General usage and common arguments

General invocation:

envkernel [mode] [envkernel options] [mode-specific-options]

General arguments usable by all classes during the setup phase:

These options directly map to normal Jupyter kernel install options:

  • mode: singularity, docker, lmod, or whatever mode is desired.
  • --name $name: Name of kernel to install (required).
  • --user: Install kernel into user directory.
  • --sys-prefix: Install to the current Python's sys.prefix (the Python which is running envkernel).
  • --prefix: same as normal kernel install option.
  • --display-name NAME: Human-readable name.
  • --replace: Replace existing kernel (Jupyter option, unsure what this means).
  • --language: What language to tag this kernel (default python).

These are envkernel-specific options:

  • --python: Python interpreter to use when invoking inside the environment. (Default python. Unlike other kernels, this defaults to a relative path because the point of envkernel is to set up PATH properly.) If this is the special value SELF, this will be replaced with the value of sys.executable of the Python running envkernel.
  • --kernel=NAME: Auto-set --language and --kernel-cmd to that needed for these well-known kernels. Options include ipykernel (the default) or ir.
  • --kernel-cmd: a string which is the kernel to start - space separated, no shell quoting, it will be split when saving.
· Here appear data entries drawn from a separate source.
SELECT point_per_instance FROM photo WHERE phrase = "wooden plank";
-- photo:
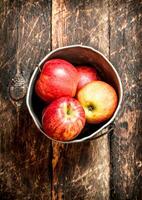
(126, 142)
(81, 171)
(24, 40)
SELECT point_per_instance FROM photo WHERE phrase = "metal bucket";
(77, 55)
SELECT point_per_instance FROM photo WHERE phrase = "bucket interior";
(76, 56)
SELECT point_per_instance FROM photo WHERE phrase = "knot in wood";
(18, 87)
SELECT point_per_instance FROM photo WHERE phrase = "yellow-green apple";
(63, 119)
(87, 74)
(58, 78)
(99, 100)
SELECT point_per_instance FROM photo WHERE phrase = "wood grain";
(126, 142)
(81, 171)
(24, 41)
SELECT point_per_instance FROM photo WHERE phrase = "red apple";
(58, 78)
(87, 74)
(99, 101)
(63, 119)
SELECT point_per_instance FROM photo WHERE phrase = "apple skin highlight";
(99, 101)
(63, 119)
(58, 78)
(87, 74)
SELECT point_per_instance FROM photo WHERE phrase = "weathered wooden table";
(32, 167)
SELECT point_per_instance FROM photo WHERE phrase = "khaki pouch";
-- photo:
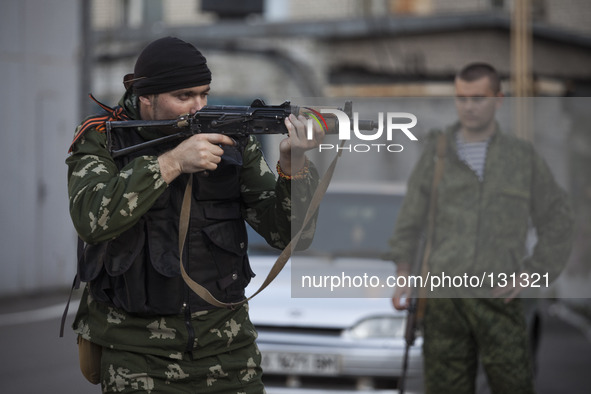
(90, 360)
The default is python -m ipykernel_launcher -f {connection_file}, which is suitable for IPython. For example, to start an R kernel in the environment use R --slave -e IRkernel::main() --args {connection_file} as the value to this, being careful with quoting the spaces only once. To find what the strings should be, copy form some existing kernels. --kernel=NAME includes shortcut for some popular kernels.
  • --kernel-template: An already-installed kernel name which is used as a template for the new envkernel. This is searched using the normal Jupyter search paths. This kernel json file is loaded and used as a template for all kernel options (--language, --kernel-cmd, etc). Also, any other file in this directory (such as logos) are copied to the new kernel (like kernel.js in irkernel).
  • --env=NAME=VALUE. Set these environment variables when running the kernel. These are actually just saved in the kernel.json file under the env key, which is used by Jupyter itself. So, this is just a shorthand for adding variables there, it is not used at the envkernel stage at all.
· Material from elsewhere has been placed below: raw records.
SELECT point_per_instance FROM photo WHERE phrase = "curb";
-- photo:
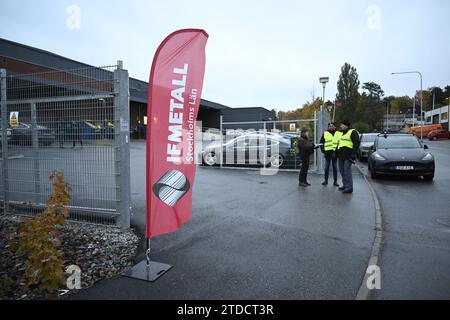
(14, 157)
(365, 293)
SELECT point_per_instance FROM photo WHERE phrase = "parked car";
(249, 150)
(400, 155)
(367, 140)
(438, 134)
(23, 135)
(290, 135)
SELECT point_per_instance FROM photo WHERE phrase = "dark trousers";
(331, 161)
(345, 167)
(304, 170)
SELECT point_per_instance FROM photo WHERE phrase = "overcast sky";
(259, 53)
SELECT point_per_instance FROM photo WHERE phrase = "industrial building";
(18, 58)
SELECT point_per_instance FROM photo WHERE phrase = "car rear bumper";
(420, 168)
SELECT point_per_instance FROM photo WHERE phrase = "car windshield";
(369, 138)
(398, 142)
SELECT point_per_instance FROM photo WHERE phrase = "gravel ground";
(100, 252)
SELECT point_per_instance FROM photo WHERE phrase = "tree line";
(366, 108)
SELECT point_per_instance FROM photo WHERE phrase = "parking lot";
(255, 237)
(415, 260)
Order of precedence of options (later in the list overrides earlier): --kernel-template, --kernel, --kernel-cmd, --language, --python, --display-name.

Conda

The Conda envkernel will activate Conda environments (set the PATH, CPATH, LD_LIBRARY_PATH, and LIBRARY_PATH environment variables). This is done manually, if anyone knows a better way to do this, please inform us.

Conda example

This will load the anaconda environment before invoking an IPython kernel using the name python, which will presumably be the one inside the anaconda3 environment.

envkernel conda --name=conda-anaconda3 /path/to/anaconda3

Conda mode arguments

General invocation:

envkernel conda --name=NAME [envkernel options] conda-env-full-path
  • conda-env-full-path: Full path to the conda environment to load.

Virtualenv

This operates identically to conda mode, but with name virtualenv on virtualenvs.

Virtualenv example

envkernel virtualenv --name=conda-anaconda3 /path/to/anaconda3

Docker

Docker is a containerization system that runs as a system service.
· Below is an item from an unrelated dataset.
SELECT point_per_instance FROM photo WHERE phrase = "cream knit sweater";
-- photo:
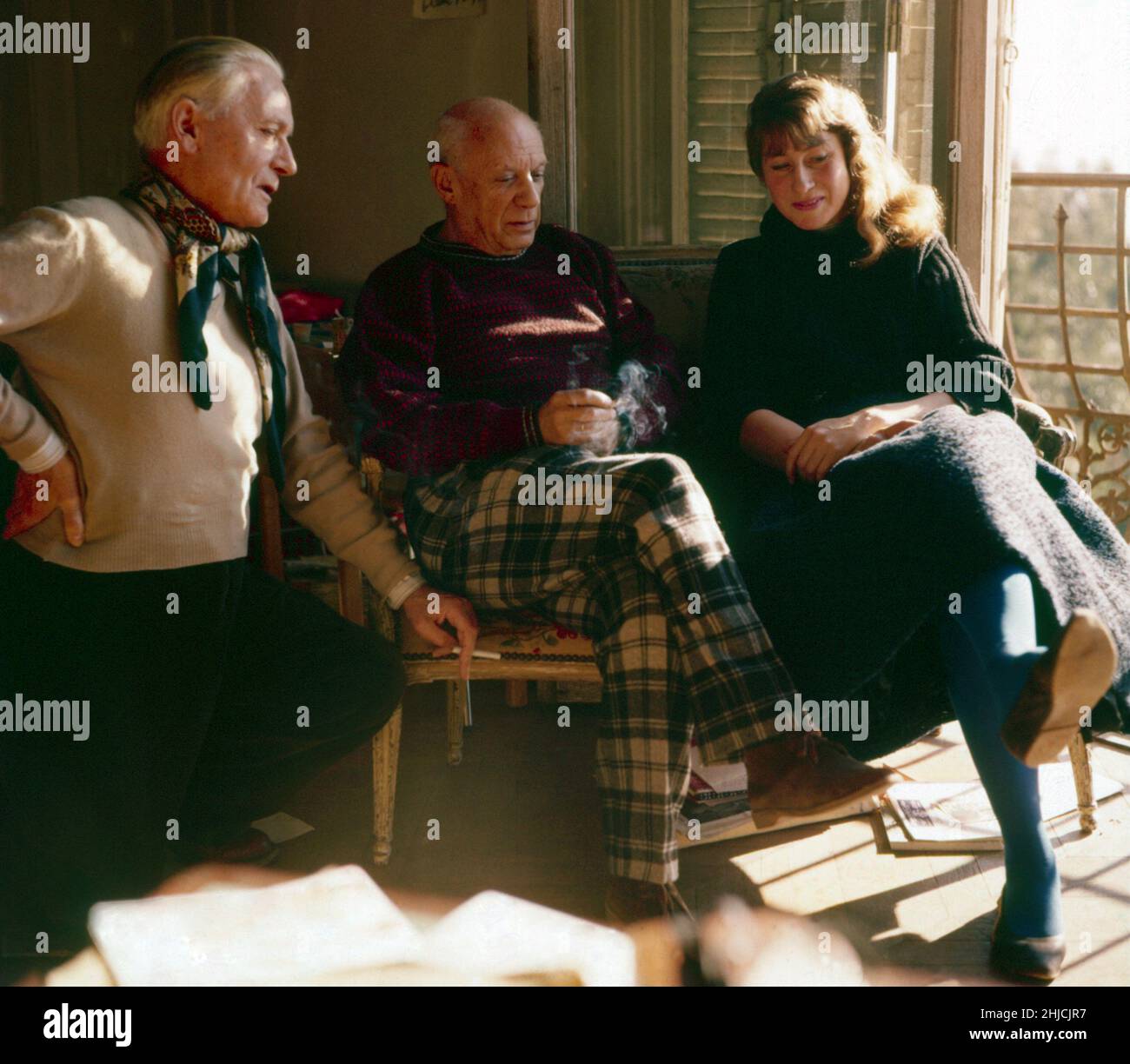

Note: docker has not been fully tested, but has been reported to work.

Docker example

envkernel singularity --name=NAME  --pwd --bind /m/jh/coursedata/:/coursedata /path/to/image.simg

Docker mode arguments

General invocation:

envkernel singularity --name=NAME [envkernel options] [singularity options] [image]
  • image: Required positional argument: name of docker image to run.

  • --pwd: Bind-mount the current working directory and use it as the current working directory inside the notebook. This is usually useful.

  • A few more yet-undocumented and untested arguments...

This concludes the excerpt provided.